Ihre Ausstellungen richtet Miriam Cahn immer selbst und ganz intuitiv ein. Eine eiserne Regel ist aber: Die dargestellten Figuren müssen für die Betrachtenden auf Augenhöhe sein. Die Kunstinstallationen der 72-Jährigen aus farbintensiver Malerei, raumhohen Zeichnungen, Videos und Plastiken wirken direkt, intensiv, oft auch beklemmend.
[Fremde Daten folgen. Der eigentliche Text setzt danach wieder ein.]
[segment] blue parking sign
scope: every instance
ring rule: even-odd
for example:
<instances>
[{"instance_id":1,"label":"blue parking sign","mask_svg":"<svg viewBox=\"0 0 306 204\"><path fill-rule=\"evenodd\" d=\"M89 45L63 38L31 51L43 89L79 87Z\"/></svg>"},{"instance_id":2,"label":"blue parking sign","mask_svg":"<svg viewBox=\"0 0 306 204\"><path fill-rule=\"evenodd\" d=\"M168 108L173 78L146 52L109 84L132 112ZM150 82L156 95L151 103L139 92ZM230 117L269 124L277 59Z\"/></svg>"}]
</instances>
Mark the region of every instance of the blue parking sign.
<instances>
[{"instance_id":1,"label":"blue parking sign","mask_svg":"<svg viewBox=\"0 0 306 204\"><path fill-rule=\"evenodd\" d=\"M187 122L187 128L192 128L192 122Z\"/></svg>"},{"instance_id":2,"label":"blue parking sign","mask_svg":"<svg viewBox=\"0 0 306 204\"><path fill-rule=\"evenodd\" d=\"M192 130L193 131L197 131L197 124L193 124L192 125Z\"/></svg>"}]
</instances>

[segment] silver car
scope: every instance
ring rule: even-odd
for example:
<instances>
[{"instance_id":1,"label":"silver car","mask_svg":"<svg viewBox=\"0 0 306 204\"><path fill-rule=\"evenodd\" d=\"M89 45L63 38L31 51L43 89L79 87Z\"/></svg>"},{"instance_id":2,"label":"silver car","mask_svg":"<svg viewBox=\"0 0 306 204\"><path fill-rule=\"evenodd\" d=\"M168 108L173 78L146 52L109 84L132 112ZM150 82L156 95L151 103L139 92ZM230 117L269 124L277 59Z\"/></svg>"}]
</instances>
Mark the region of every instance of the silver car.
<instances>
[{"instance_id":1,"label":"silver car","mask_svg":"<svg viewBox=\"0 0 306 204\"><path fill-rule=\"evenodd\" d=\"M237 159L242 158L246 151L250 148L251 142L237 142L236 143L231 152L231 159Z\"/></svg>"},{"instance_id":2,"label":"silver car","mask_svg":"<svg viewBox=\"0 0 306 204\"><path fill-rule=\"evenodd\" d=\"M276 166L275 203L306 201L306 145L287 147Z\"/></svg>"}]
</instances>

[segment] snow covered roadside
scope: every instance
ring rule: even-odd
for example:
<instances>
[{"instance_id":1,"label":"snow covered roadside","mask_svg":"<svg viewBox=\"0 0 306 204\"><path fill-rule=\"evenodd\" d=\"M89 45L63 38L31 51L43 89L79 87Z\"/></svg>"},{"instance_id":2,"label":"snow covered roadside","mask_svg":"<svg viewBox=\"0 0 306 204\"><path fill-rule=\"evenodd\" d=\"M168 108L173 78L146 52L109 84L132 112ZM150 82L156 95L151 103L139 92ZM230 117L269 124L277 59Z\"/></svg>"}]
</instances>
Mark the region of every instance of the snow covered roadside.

Von der Stadt Siegen bekommt die Schweizer Künstlerin nun den Rubenspreis verliehen. Der Preis würdigt seit 1955 alle fünf Jahre einen Maler oder eine Malerin, der oder die sich im europäischen Kunstschaffen durch ein wegweisendes künstlerisches Lebenswerk ausgewiesen haben. Zu den bisherigen Preisträgern gehören Francis Bacon, Cy Twombly, Maria Lassnig oder Sigmar Polke. Nun ist im Museum für Gegenwartskunst in Siegen eine große Schau der Arbeiten von Miriam Cahn zu sehen. 

Ausstellung in Siegen: "MEINEJUDEN"

In 14 eigens von der Künstlerin konzipierten Räumen präsentiert sie wichtige Werkgruppen und Installationen der letzten fünf Jahrzehnte, darunter viele neue Arbeiten. Den Ausstellungstitel hat die Künstlerin selbst gewählt - und setzt sich in aktuellen Werken erneut mit dem Jüdischsein auseinander.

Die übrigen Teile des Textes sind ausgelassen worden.